Não adianta bater na porta; embora o porteiro possa atendê-lo, dificilmente o deixará entrar. Tampouco é válido telefonar: exaurido, o pobre porteiro já não aguenta mais deixar o seu posto e atender ao telefone. Esta é a AFA atual. Seu grande dirigente, neste momento, é o porteiro. E o campeonato, como fica? E a superliga, tão aclamada pelos dirigentes? E a lista de Martino para os Jogos do Rio? Aparecerá, com certeza. Como? Quem sabe. Quando? Quem se importa?

A crise na AFA segue manchando o futebol argentino de mais uma vergonha histórica. Ninguém se entende. Em capítulo decisivo, a juíza Servini de Cubría, que investiga os desvios na entidade desde 2009, chamou as partes para uma conversinha. Governo, FIFA e dirigentes envolvidos. Da FIFA, Primo Corvaro e Monserrat Giménez, este último enviado pela CONMEBOL, que também resolveu meter a colher na panela, não satisfeita com o protagonismo isolado da FIFA na intervenção. E por que Servini não chamou Damián Dupiellet, designado anteriormente pela FIFA para presidir interinamente a AFA? Porque Dupiellet é justo um dos que ela investiga pelo arrebatador desaparecimento de grana na entidade. O cidadão em questão representa o futebol de areia, o que clarifica os motivos pelos quais a modalidade passa fome no país, embora comprovadamente rios de dinheiro foram enviados para a sua sustentação. Além disso, Dupiellet é juiz do trabalho e não conseguiu autorização para assumir mais um carguinho no país.
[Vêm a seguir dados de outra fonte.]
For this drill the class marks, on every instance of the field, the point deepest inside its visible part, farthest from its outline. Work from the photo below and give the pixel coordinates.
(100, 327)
Do governo, Servini convocou Fernando De Andreis, secretário geral da presidência e o coordenador do Fútbol para Todos, Fernando Marín. Este último já foi repreendido por vários cartolas por anunciar publicamente tratativas sem finalização dos cartolas, como a data de início do próximo campeonato argentino. Aquele, investigado até pela Interpol por suas centenas de contas em offshores espalhadas pelo mundo. Ou seja, um grande inimigo do Estado, conhecido no país, como o “Não-paga-imposto”, e que no Governo de Macri assumiu como o Secretário Geral do gabinete presidencial.

Dos dirigentes, foram chamados os 44 membros do Comitê Executivo da AFA. Todos eles envolvidos na luta incessante para elegerem um novo Corleone para colocar no lugar de Grondona. Não se iludam, só não resolveram essa parada pois vacilam quanto à condição do eleito em manter as coisas literalmente como eram na época do grande “benfeitor”.

E o que decidiram? Apenas que o comitê que vai gerir a AFA de forma interina será composta por gente ligada ao futebol. Nada de gente do Governo, políticos, empresários e, principalmente, nenhum representante da Justiça. Ou seja, “abriram as pernas” direitinho para a FIFA. Ficaram de “quatro” e falaram para a trupe de Infantino: “manda ver!”. Ora vejamos, o que a FIFA proclama e exige é que seja somente gente do futebol. Contudo, em nenhum momento proíbe que esses dirigentes sejam membros do Governo, políticos, empresários e até membros da Justiça. A questão se traduz em que se todos eles estiverem envolvidos com o futebol, automaticamente são “gente do futebol”. E isto não é mera anterioridade, é condição que legaliza e permite que dirigentes honestos ou criminosos comandem federações como a AFA e todas as demais mundo a fora.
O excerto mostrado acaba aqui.